If, as Barclay’s announcement states, gas development will become increasingly critical during the transition to the global renewable energy economy, why does Arctic gas, then, sit alone in not being able to make its own contribution to the transition? In fact, precedent exists. The Snøhvit project in the Arctic town of Hammerfest, Norway utilizes carbon capture and storage to offset its CO2 emissions.
When institutional investors say no to investments then those communities lose opportunities to become equity owners and grow their own economies and self-sufficiency.
In the case of the North American Arctic, much of the known gas is located in areas that are Indigenous governed and in cases also owned. When institutional investors say no to investments then those communities lose opportunities to become equity owners and grow their own economies and self-sufficiency. After all, Northerners cannot be expected to live on the sale of soapstone carvings alone.
In terms of carbon offsetting, one has to ask whether investing in gas projects in Northern Canada (like Norway did in its own Arctic) could displace coal emissions in China or elsewhere while taking those same Indigenous communities off of imported, premium cost, rationed diesel (a major cause of local CO2 emissions).
These questions need attention and more scientific research. Climate policies coming from major banks and others need to be driven by science, not sentiment.

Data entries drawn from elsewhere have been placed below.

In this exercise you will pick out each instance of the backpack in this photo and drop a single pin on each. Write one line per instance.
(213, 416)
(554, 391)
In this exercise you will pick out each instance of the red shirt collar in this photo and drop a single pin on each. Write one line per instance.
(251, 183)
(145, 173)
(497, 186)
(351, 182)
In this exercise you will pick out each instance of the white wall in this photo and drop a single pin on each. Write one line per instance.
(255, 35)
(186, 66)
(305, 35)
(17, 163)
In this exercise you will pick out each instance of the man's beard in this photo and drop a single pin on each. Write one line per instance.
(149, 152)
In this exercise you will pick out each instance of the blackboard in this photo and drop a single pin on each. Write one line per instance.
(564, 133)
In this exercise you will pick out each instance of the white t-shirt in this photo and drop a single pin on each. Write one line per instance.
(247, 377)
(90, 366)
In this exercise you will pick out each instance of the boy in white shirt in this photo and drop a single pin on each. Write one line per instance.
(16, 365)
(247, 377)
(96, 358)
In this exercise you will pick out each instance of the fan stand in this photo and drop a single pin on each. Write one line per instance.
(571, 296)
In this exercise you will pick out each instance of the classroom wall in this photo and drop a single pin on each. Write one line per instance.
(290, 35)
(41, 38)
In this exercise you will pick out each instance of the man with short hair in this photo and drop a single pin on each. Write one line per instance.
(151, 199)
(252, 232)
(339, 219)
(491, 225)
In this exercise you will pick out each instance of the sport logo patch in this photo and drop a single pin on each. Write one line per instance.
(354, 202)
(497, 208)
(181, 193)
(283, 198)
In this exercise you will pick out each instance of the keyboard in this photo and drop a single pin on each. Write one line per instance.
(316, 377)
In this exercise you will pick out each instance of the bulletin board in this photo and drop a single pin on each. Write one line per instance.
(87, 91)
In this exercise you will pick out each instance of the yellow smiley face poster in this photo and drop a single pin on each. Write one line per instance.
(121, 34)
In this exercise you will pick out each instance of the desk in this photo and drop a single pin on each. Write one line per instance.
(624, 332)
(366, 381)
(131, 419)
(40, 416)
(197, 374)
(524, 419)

As institutional investors begin to pivot their focus on the “S” or the “social,” this might be a well-chosen moment to gaze North with an entirely new eye. The North American Arctic needs massive capital now more than ever. There is a critical need for public-private partnerships to invest in projects to build all kinds of critical infrastructure from broadband to ports, roads, hospitals, affordable energy and airports precisely so that more – not less – goods (from food staples to building and medical supplies) can come into the Arctic. These partnerships can also help ensure the Arctic’s breadth and wealth of natural resources (from fish and human knowledge to the minerals required for the global transition to the renewable energy economy) can reach global markets.
The need for increased Arctic investments in all forms of critical infrastructure is just that – critical. It is needed for economic growth and a matter of food security, health, shelter and the life and death of those living there. It is the heart and soul of the “S.” If institutional investors continue to boycott Arctic investment in the name of climate change, they do so at the risk to those who live in the Arctic and the moral purpose underpinning ESG investing.